Islam, its doctrines, symbolisms and linguistic constructs, are persistently utilized by the Gulf States to legitimate and maintain themselves in power. The exploitation of religion as a means to keeping a conservative and exploitative elite in power is a staple of everyday life in the Gulf countries. Every one of those countries carefully nurtures and maintains a class of clergymen with religious institutions that function as a conservative legitimating force safeguarding the status quo, which includes the exploitative use of foreign workers, and a hyper-form of Gulf nationalistic elitism.

This Islamized and oddly pietistic Gulf nationalism often manifests itself in highly racist and ethnocentric ways, deep seated social and political inequities, entrenched patriarchal institutions, and unabashed political despotism and authoritarianism. Critical to this dynamic is that the state carefully defines, regulates and dictates religious expression and orthodoxy. Religion is also exploited to further state policies, such as antagonism towards Shi’i Iran and other Shi’i allies.
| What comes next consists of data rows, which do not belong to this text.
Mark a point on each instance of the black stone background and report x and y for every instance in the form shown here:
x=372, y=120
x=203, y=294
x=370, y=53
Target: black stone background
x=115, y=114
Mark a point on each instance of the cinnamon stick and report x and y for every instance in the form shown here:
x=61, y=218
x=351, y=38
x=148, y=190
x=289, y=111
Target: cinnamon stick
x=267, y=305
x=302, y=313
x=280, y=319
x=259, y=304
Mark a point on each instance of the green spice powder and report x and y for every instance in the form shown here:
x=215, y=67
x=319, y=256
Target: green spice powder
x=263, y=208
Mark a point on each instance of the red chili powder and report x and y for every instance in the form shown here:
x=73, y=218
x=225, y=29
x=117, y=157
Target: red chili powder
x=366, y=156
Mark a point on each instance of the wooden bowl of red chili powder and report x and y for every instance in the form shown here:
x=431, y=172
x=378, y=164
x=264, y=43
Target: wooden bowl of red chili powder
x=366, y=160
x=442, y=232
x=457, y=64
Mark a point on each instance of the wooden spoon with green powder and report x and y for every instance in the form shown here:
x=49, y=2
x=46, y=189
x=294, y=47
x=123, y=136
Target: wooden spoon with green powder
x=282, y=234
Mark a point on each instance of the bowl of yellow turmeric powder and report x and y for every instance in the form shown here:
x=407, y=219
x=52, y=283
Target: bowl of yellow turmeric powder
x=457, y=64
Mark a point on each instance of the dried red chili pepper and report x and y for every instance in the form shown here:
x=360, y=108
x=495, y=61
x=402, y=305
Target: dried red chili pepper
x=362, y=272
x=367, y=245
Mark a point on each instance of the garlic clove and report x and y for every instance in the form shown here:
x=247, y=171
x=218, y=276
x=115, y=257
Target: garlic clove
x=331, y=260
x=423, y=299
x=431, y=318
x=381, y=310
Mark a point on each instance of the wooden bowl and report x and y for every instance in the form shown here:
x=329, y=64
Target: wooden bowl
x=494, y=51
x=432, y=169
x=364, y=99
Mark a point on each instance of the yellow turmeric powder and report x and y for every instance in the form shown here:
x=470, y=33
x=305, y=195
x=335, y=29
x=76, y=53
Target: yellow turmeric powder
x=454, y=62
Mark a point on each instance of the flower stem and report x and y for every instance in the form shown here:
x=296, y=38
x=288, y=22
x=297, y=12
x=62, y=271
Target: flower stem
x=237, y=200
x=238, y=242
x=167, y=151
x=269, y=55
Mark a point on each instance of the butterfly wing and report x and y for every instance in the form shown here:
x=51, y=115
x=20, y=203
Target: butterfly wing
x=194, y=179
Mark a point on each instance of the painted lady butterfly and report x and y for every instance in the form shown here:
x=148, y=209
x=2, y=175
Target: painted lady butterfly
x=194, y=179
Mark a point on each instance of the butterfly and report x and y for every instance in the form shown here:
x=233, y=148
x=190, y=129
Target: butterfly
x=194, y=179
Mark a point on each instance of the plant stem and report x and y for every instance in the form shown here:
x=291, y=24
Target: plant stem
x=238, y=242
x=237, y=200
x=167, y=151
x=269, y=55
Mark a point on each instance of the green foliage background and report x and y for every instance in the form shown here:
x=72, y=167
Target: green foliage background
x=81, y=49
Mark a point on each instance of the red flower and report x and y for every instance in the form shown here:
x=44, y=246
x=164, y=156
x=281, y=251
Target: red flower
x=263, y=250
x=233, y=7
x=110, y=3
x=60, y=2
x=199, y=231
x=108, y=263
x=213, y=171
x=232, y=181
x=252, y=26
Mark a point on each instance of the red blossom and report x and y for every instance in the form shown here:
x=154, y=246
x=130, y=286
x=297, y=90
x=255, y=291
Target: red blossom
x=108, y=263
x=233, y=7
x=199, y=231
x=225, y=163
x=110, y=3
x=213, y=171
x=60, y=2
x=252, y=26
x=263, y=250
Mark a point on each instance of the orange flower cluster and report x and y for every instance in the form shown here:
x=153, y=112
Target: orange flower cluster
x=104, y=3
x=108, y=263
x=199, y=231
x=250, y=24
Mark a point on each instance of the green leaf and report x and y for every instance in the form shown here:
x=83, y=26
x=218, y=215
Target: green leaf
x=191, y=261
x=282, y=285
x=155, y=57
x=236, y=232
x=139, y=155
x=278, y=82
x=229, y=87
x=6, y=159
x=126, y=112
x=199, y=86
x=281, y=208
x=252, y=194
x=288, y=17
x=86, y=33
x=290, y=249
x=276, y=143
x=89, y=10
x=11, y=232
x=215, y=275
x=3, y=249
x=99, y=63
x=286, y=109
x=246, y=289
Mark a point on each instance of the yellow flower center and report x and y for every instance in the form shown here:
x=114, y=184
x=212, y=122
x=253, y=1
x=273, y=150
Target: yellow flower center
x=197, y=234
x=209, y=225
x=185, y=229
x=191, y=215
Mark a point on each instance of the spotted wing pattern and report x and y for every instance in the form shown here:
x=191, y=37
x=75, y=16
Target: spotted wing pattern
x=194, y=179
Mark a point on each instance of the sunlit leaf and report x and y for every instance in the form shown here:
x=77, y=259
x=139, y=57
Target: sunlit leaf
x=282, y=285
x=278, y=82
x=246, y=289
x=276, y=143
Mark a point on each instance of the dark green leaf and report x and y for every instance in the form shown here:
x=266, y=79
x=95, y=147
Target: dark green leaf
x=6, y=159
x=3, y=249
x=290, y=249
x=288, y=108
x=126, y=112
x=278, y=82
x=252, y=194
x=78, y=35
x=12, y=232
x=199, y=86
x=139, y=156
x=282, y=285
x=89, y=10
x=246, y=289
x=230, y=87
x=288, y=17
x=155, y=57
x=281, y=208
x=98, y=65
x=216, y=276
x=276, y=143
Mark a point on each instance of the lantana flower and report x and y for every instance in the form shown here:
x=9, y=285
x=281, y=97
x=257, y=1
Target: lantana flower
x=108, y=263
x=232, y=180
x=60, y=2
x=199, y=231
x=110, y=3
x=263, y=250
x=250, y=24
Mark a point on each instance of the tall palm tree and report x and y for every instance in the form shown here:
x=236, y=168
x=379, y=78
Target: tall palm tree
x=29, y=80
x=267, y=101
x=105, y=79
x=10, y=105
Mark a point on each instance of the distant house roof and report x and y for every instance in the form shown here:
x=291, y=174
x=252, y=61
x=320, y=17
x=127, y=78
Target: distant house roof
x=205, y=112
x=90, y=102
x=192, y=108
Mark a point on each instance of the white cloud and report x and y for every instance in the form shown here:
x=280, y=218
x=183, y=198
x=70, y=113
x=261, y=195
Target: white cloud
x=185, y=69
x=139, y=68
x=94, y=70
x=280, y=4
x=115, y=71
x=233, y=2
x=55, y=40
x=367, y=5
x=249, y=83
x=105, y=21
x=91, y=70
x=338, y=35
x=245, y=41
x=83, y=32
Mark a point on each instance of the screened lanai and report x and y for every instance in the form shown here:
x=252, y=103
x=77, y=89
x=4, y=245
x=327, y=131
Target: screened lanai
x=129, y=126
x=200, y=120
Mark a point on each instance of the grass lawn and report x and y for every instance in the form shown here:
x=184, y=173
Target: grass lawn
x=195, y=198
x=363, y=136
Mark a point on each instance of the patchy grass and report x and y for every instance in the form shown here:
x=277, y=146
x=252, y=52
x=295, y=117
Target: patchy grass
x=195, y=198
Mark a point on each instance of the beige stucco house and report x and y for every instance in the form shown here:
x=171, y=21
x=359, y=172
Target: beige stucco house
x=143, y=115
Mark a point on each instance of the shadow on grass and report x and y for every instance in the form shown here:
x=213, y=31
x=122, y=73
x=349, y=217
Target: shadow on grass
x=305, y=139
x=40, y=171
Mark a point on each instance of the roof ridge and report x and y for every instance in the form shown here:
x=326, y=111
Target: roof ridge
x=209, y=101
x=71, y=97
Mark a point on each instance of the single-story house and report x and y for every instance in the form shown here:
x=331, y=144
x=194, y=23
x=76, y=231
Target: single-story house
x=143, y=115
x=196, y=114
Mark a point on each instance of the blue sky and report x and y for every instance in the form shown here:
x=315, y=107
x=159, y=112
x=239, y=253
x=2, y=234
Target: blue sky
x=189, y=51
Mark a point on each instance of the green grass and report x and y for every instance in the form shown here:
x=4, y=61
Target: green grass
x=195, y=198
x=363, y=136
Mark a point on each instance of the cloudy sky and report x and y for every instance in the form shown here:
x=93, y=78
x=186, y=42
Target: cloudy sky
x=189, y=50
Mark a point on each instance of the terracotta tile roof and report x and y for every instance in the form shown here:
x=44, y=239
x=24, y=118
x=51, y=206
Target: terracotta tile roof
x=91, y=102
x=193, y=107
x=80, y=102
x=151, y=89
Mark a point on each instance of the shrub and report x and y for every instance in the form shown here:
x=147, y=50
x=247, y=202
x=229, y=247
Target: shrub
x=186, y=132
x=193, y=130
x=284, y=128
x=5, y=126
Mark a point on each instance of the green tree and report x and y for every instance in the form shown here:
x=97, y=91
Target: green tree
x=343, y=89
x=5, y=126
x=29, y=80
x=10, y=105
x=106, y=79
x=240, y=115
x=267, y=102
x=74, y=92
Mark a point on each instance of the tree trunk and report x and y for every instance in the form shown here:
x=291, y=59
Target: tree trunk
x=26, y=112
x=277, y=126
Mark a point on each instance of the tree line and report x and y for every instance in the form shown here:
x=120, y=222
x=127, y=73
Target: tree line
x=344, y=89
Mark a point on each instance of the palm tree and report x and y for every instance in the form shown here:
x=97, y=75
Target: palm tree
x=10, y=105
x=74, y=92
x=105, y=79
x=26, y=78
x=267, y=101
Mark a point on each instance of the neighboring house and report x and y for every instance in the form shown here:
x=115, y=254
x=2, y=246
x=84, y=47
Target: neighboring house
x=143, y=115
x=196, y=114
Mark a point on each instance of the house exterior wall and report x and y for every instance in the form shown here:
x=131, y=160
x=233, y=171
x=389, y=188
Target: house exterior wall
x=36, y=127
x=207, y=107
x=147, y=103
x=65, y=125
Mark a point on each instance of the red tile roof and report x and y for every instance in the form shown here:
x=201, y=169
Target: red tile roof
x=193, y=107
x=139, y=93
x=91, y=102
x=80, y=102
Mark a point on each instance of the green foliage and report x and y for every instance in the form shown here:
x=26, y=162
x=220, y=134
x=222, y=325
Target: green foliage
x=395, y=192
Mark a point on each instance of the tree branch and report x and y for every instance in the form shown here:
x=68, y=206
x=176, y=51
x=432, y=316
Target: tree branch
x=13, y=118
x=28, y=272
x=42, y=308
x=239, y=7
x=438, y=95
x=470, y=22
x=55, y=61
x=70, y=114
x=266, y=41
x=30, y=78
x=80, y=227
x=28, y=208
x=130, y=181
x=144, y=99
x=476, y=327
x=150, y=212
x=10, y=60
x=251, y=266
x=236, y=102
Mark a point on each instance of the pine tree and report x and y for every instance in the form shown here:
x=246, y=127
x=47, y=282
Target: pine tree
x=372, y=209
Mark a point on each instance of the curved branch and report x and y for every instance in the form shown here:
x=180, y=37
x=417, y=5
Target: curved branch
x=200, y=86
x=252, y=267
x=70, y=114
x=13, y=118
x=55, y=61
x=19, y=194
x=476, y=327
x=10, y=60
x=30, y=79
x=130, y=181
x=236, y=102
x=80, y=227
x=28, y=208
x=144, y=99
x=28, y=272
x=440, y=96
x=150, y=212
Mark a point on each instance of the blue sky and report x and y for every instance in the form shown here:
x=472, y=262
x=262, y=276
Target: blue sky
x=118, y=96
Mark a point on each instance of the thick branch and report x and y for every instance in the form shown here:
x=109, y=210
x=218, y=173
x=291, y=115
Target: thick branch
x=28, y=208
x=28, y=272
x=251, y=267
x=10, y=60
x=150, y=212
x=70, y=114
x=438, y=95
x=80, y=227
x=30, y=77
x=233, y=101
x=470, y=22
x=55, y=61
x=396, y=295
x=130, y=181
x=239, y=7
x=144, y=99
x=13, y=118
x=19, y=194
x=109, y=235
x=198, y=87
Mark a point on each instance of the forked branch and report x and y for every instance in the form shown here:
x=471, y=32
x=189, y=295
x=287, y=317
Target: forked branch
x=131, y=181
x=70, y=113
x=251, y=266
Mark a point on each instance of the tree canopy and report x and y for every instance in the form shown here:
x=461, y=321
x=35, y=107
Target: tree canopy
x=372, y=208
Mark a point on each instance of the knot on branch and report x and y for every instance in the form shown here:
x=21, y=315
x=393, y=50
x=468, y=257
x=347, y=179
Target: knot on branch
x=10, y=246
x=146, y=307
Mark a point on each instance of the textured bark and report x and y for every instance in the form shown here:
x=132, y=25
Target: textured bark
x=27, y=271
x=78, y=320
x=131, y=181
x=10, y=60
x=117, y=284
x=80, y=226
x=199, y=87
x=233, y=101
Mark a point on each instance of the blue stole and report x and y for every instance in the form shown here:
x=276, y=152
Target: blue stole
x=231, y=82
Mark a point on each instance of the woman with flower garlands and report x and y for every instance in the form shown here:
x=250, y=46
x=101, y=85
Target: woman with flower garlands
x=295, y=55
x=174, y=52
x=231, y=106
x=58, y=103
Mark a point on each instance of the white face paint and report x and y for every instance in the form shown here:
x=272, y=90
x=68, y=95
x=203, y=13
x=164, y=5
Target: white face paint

Even Sisi of Egypt, who plays the role of the protector of secularism in the region, allows for no expression of religious values outside the sphere defined and controlled by the state. The state controls which places of worship are built and where, and in the case of Islam, also what can be said in mosques. The state controls what Muslim clergy may say on their podiums and relies on Azhar state-salaried clergy to defend its legitimacy and Islamic orthodoxy in the face of any dissent. All the Islamic charitable endowments that exist in Egypt have been placed under state control and have been plundered by corruption and nepotism. Incidentally, thanks to the precedent established by colonial powers, the Coptic religious endowments remain under the private control of the church.

Not only did Sisi secure the support of the Azhar and Coptic church before the coup in July 2013, but before the massacre of Raba’a al-Adawiya mosque, he brought in a line-up of clerics to lecture the army officers that Islam mandates the removal of democratically elected governments and that whether they do the killing or be killed, in both cases, they are honoured and blessed in the eyes of God.